J'achève de lire le récit vivant, alerte, véridique d'Yves Cuau, le jour même - 20 mars 1968 - où les journaux m'apprennent « l'action de représailles» lancée par les troupes israéliennes contre les bases de commandos arabes, situées en territoire jordanien. Le « conflit prolongé », selon l'expression de Mao Tsé-toung, continue. À l'expression courante - la guerre de Six Jours - il faudrait en substituer une autre : la bataille de six jours. 
Les conditions de l'affrontement tragique demeurent, pour l'essentiel, ce qu'elles étaient hier. Israël peut perdre la guerre en perdant une bataille ; les Arabes ont une chance de gagner la guerre, le jour où ils remporteront une seule bataille. 
Tout dérive de cette dissymétrie : du côté israélien, l'obsession de la sécurité, la conscience que chaque crise met en cause l'existence de l’État et de la nation, la doctrine de l'attaque préventive, inacceptable en théorie, inévitable en pratique ; du côté arabe, la confiance dans l'issue finale : le parti qui dispose du temps, de l'espace et du nombre l'emportera, fût-ce au siècle prochain. 
En mai-juin 1967, l'engrenaqe de la violence a été mis en mouvement par les commandos syriens traversant la Jordanie pour poser des mines ou attaquer des kibboutzim en Galilée. Répliques israéliennes, menaces d'une expédition punitive, concentration égyptienne pour dissuader le gouvernement de Jérusalem : en trois semaines l'ascension atteignait aux extrêmes et une bataille d'anéantissement laissait l'armée israélienne maîtresse du terrain. 
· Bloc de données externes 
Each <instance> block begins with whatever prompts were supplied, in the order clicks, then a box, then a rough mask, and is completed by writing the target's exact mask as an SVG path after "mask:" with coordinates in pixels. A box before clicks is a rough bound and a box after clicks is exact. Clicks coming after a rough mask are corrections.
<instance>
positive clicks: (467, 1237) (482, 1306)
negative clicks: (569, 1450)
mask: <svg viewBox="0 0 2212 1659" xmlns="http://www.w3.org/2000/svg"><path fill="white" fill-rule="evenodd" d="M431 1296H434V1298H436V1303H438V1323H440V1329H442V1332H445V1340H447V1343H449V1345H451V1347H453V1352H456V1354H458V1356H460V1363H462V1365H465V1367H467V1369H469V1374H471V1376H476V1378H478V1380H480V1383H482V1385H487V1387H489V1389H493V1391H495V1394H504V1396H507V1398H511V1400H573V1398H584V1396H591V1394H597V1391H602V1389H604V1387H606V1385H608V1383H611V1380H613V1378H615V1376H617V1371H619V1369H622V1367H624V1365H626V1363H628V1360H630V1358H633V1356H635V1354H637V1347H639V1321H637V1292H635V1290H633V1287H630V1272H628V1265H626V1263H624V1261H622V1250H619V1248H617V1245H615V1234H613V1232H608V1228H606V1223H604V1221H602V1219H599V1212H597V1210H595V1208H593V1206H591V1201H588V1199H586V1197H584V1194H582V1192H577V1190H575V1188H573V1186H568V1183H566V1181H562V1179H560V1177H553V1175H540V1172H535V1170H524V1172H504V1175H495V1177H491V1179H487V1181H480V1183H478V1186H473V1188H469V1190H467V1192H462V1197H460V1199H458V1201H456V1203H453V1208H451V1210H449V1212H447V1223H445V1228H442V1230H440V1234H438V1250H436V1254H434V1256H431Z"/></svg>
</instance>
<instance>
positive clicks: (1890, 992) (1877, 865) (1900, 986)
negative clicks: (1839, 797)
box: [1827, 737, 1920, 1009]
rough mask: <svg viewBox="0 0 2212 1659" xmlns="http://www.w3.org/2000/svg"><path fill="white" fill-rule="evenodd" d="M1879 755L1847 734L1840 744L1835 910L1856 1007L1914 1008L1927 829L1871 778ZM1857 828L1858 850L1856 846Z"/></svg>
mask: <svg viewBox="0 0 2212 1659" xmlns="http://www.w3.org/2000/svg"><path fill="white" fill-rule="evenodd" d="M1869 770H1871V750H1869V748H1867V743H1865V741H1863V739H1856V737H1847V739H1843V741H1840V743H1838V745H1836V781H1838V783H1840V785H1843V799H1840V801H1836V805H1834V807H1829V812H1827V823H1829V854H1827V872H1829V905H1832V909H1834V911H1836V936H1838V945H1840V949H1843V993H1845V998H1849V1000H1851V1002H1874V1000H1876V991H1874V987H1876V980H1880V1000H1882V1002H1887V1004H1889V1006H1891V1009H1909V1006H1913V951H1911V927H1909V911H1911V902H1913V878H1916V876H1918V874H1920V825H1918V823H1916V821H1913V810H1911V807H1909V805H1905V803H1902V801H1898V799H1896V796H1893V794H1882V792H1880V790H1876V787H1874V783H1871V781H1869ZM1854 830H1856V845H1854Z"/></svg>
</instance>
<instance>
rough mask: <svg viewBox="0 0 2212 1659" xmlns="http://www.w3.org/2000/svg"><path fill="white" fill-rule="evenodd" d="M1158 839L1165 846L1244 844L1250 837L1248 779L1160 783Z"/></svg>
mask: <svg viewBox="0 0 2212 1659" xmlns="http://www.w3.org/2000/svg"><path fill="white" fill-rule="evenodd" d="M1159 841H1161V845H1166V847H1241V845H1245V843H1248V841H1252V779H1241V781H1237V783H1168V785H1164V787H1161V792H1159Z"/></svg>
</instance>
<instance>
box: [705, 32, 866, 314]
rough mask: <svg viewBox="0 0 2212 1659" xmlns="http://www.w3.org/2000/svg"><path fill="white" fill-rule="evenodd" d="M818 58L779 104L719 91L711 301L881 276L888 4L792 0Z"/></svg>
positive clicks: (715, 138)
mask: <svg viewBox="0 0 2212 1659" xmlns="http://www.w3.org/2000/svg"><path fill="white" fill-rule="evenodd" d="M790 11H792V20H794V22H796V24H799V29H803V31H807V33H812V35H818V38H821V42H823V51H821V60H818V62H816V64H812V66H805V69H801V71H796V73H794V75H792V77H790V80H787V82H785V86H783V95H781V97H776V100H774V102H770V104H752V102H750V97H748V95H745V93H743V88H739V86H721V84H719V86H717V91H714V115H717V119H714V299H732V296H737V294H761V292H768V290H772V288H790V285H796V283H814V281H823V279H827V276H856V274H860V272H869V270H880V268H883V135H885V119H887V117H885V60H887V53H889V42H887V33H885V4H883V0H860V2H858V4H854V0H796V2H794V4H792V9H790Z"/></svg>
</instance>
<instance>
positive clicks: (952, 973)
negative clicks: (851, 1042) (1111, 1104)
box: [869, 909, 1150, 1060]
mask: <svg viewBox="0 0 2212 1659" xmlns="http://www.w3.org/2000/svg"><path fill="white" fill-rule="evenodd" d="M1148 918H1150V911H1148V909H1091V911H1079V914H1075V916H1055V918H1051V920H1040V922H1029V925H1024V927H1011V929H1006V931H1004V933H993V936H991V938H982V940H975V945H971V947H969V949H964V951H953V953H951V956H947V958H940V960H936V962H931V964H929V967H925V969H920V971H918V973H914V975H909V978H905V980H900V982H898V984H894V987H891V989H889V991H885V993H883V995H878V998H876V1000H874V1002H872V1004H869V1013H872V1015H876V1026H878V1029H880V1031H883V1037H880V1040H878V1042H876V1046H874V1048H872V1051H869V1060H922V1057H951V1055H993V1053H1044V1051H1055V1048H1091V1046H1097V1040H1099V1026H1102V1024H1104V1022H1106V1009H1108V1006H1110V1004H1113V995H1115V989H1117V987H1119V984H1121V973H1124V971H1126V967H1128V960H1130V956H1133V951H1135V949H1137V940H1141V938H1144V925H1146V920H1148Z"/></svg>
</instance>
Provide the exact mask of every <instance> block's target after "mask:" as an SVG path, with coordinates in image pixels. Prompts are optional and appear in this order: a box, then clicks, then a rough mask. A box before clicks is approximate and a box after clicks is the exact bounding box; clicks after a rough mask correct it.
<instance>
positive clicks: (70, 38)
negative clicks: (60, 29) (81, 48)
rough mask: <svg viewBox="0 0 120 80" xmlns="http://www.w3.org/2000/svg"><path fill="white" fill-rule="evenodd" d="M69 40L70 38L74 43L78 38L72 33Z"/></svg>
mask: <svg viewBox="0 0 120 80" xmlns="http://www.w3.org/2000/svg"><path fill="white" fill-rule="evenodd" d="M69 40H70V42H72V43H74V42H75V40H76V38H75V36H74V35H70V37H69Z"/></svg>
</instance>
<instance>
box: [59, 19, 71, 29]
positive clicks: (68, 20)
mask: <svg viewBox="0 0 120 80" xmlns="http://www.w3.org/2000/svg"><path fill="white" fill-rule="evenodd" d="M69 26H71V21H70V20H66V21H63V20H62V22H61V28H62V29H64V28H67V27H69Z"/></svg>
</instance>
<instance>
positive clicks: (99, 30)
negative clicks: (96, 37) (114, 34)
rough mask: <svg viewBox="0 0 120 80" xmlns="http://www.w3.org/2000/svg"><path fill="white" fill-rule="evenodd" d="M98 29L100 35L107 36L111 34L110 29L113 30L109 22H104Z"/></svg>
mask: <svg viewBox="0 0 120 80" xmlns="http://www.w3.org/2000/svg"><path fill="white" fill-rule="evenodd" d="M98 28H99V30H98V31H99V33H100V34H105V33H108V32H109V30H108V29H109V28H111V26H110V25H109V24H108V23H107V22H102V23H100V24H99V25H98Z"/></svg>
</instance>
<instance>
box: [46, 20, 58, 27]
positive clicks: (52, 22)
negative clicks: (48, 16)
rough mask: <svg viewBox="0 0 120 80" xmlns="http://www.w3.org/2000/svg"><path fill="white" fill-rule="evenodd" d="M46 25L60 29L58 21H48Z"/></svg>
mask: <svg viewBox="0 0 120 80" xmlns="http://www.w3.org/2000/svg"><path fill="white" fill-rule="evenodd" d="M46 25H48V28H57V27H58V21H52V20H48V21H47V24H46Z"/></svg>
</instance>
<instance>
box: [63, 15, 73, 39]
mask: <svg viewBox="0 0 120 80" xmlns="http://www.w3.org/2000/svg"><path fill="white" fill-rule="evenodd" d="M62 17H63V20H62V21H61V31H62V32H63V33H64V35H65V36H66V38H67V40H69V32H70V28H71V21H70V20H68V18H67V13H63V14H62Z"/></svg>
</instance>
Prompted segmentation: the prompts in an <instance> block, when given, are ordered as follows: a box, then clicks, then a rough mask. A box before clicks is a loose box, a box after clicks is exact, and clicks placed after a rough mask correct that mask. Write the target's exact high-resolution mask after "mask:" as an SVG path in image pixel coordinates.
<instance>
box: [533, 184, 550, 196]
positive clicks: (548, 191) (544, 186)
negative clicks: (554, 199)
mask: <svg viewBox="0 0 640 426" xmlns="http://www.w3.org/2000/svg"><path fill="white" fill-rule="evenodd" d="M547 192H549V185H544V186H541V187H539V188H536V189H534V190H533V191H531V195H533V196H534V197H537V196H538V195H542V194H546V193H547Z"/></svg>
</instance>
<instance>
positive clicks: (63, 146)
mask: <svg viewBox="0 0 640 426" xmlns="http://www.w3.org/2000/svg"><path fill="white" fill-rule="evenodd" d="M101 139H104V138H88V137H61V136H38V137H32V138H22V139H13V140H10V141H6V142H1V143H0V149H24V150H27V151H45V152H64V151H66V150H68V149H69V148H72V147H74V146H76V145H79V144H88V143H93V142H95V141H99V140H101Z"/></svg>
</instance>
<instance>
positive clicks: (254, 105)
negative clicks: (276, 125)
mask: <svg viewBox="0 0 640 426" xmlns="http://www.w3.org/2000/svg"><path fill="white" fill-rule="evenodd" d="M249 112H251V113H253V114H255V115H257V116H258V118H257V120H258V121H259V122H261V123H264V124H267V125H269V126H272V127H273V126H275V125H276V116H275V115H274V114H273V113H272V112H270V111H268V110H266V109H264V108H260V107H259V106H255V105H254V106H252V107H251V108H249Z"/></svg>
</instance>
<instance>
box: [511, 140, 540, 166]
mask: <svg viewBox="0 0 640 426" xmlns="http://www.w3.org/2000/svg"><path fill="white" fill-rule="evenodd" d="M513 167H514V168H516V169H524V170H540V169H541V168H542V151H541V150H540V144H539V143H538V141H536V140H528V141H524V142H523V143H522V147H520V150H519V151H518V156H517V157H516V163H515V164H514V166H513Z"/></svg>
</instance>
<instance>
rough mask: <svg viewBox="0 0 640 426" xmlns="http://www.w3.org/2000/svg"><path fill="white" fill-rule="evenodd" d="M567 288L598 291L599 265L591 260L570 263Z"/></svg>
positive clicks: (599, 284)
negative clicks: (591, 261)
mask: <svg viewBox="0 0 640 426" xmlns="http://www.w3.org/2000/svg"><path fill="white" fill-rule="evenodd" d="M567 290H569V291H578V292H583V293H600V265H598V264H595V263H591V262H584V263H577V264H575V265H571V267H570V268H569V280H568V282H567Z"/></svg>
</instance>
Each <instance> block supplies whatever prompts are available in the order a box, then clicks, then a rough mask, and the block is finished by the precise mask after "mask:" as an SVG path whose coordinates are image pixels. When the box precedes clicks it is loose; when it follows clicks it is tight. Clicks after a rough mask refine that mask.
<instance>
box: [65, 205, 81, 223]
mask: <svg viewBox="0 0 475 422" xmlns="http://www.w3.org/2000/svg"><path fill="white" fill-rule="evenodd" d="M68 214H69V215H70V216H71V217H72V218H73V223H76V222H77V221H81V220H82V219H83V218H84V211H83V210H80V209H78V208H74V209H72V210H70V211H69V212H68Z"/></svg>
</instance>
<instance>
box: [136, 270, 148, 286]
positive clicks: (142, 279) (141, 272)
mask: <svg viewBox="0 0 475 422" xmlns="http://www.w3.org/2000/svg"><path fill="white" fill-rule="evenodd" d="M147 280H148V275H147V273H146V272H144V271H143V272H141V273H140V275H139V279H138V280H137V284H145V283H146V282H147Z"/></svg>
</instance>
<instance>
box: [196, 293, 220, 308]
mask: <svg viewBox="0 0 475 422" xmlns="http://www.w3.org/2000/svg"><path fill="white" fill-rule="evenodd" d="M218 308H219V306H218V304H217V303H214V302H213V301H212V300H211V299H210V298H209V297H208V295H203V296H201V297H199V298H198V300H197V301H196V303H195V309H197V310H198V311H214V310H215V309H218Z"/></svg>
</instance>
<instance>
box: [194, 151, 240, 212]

Bilan positif pour Israël, certes : périmètre de défense élargi, frontières plus faciles à protéger contre des troupes organisées. Mais, en contrepartie, une minorité arabe plus nombreuse, soumise à une administration militaire : l'opinion du monde, hier favorable à David contre Goliath, aujourd'hui proche de se retourner ; enfin, la paix, seul objectif valable, seule victoire authentique, toujours inaccessible. Plus inaccessible ? Moins inaccessible ? Je ne sais. 
En tout cas, alors qu'approche le premier anniversaire d'un triomphe militaire que les spécialistes ne se lassent pas d'admirer, une évidence s'impose, hélas : une fois de plus, la force n'a rien réglé. Et la formule fameuse de Hegel, dans sa Philosophie de l'Histoire, me revient à l'esprit : l'impuissance de la victoire. 
Aurait-il pu en être autrement ? Le vainqueur aurait-il dû, dans son propre intérêt, surmonter sa victoire ? Offrir à ses ennemis des conditions qui ressemblent moins à une capitulation, davantage à une réconciliation ? Se contenter d'un nouveau cessez-le-feu, sans exiger de face-à-face, avec l'espoir que l’avenir finirait par apporter ce que les armes seules ne sauraient conquérir : le consentement arabe à l'existence d'un Etat juif sur la terre de Palestine, sacrée pour les fidèles des trois religions de Livre ? 
Je me garderai d'une réponse catégorique qui semblerait marquée de pharisaïsme ou de naïveté à ceux qui, d'un côté ou de l'autre, ont le sentiment de lutter pour leur vie ou pour leur droit. 
Mais quel Juif oserait oublier la leçon du passé ? Il ne reste rien de l'image que les antisémites se faisaient hier du Juif. Selon le mot de François Mauriac, Shylok est redevenu le roi David. Aucun peuple ne manque de courage. Aucun n'accepte sans révolte l'accusation de lâcheté. Aucun ne supporte le mépris de son ennemi. 
Les deux peuples, arabe et hébreu, s'ils doivent un jour vivre en paix, devront se reconnaître réciproquement tels qu'ils sont, chacun également digne du respect de l'autre.